In Demolition Man (1993), John Spartan is frozen for decades only to be thawed to fight a familiar enemy in an unfamiliar world; where every bathroom has three shells and Taco Bell is the only restaurant left in America.
In software development, regular maintenance costs a lot of time, so we “freeze” apps all the time to prevent the changing world from breaking our precious apps without thinking about the consequences what happens if we ever have to unfreeze them. It like taking all the maintenance headaches, packing them into a can, and kicking it out of sight, probably down a road.
But it’s impossible to completely freeze your dependencies. The world keeps turning. Packages disappear from repositories. Providers drop support for old versions of MySQL. The Internet drops support TLS v1.0. Browsers drop non-HTTPS traffic. CentOS disappears. Mexican pizza is no longer on the menu. The better job you did at locking up your project, the worse of a time you’ll have if you ever have when you have to bring it back out.
Taco Bell Future
The feeling of dread you get picking up an old project. Many things will have changed since you last touched it. It may live in a crazy world where Taco Bell is now the only restaurant.

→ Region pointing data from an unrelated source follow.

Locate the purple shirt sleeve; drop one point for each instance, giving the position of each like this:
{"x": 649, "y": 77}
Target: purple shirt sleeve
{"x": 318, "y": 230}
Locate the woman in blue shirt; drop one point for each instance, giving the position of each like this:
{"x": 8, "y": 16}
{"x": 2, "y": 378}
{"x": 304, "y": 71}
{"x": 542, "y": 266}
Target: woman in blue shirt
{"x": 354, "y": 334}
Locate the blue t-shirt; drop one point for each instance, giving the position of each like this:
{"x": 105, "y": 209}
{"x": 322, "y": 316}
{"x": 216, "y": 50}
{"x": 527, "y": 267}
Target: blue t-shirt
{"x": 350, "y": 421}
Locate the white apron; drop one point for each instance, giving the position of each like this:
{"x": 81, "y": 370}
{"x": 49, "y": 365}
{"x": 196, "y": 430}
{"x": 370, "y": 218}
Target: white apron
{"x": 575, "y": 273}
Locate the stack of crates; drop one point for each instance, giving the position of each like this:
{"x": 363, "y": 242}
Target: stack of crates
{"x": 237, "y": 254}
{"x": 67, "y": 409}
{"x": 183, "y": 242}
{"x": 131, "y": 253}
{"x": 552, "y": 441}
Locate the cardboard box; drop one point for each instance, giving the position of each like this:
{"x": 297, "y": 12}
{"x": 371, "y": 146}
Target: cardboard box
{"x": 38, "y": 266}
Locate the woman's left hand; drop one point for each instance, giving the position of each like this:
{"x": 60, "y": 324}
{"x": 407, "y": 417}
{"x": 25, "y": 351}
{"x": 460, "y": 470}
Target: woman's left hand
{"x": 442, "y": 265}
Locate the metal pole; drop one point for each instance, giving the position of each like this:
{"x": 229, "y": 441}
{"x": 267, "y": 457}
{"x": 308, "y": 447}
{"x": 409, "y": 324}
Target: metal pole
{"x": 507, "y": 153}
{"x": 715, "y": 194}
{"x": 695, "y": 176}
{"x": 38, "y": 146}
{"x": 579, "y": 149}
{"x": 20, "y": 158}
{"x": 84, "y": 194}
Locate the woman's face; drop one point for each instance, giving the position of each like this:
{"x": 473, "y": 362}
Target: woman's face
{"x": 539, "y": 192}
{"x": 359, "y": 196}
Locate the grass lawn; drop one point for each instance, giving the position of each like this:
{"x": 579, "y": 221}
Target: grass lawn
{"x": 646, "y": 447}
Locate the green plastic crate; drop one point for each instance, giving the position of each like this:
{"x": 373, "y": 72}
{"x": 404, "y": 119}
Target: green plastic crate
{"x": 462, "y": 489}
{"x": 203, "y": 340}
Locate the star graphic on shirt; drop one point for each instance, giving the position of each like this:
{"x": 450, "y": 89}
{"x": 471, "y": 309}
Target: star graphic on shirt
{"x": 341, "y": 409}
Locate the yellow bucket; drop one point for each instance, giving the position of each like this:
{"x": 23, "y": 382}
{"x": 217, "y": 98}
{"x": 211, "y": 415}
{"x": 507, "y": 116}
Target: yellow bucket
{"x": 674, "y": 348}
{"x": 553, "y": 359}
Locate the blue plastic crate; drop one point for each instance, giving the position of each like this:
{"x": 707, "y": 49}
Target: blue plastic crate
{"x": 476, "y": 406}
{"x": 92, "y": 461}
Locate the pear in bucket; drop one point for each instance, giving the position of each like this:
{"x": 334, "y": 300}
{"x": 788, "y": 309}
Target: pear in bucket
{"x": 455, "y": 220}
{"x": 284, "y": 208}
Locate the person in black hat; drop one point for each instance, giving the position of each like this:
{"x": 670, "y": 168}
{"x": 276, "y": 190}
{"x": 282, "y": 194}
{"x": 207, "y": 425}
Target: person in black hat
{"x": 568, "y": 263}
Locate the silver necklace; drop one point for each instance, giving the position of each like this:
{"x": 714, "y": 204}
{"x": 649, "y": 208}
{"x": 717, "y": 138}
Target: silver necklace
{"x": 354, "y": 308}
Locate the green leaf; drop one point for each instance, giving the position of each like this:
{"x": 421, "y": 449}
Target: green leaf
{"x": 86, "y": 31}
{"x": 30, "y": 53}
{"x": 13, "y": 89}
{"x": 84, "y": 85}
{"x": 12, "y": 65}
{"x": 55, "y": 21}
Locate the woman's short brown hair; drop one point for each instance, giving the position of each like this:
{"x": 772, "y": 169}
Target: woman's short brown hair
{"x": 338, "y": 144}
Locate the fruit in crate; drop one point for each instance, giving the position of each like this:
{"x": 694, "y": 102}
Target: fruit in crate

I have to update this old jQuery site, I don’t know what kind of Taco Bell Future I’ll have to deal with
For production apps, you’ll have to do some degree of freezing. Here are various techniques for freezing your apps:
- Pin versions – Pretty standard. Tools for maintaining dependencies are constantly getting better.
- Own all your dependencies – Vendor everything and/or maintain a private artifact repository. Good luck.
- Dockerfile/AMIs – Freeze your whole OS + app as one artifact
- Static sites – The best! You can host your project anywhere. You better hope you never have to thaw it out though, if it’s even possible. Also not viable for most apps.